Генька исчез из города четвертого июля, а на следующий день Семченко подал заявление с просьбой об отправке на фронт. Через две недели он отбывал с городским терполком, в который влились новые формирования. Накануне он со всеми в редакции попрощался и провожать себя никому не велел, даже Вадиму, хотя все это время прожил у него дома.
Но в то самое утро, когда Семченко в должности командира роты отправлялся с эшелоном на фронт, в редакцию принесли адресованное ему письмо из Петрограда. Конверт был толстый, твердый на ощупь. Преодолев сильное искушение вскрыть его, Вадим рванул на вокзал.
Эшелон стоял на первом пути. Земля возле шпал была черная от мазута и масла, отдавала зноем. Вадим побежал по перрону, всматриваясь в лица красноармейцев, сгрудившихся у вагонных проемов.
— Кого потерял, земеля? — кричали ему.
— Семченко! Семченко знаете?
Наконец услышал знакомый голос:
— Кабаков!
Семченко стоял у перегораживавшей проем доски.
— Вам письмо из Питера.
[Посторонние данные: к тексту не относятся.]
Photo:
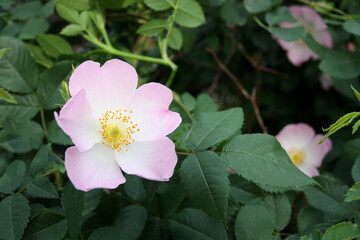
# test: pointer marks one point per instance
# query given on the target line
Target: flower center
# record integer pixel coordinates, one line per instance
(117, 129)
(297, 156)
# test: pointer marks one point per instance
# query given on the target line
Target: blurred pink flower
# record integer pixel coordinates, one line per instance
(115, 127)
(297, 51)
(326, 81)
(350, 47)
(302, 145)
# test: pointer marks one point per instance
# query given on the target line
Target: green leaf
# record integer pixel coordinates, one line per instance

Утром в редакцию принесли.
Семченко надорвал конверт, достал из него темную фотографию на картоне и газетную вырезку.
— Что за фото? — Вадим привстал на цыпочки, но ничего разглядеть не смог.
— Казароза. — Семченко положил фотографию в нагрудный карман, застегнул пуговицу. Удостоверившись, что в конверте пусто, развернул вырезку, но тут же рука его снова дернулась к карману, пальцы нервно ощупали пуговицу.
— Да застегнули! — усмехнулся Вадим.
«Любил он Казарозу, — говорила Наденька. — Не любил, так и Геньку бы не отпустил…» Логика была странная, и Вадим все хотел спросить об этом у Семченко прямо, но стеснялся. Припоминал всякие подробности, которые и так можно истолковать, и этак, а сейчас дернулась рука к застегнутой пуговице и ясно стало, что Наденька права.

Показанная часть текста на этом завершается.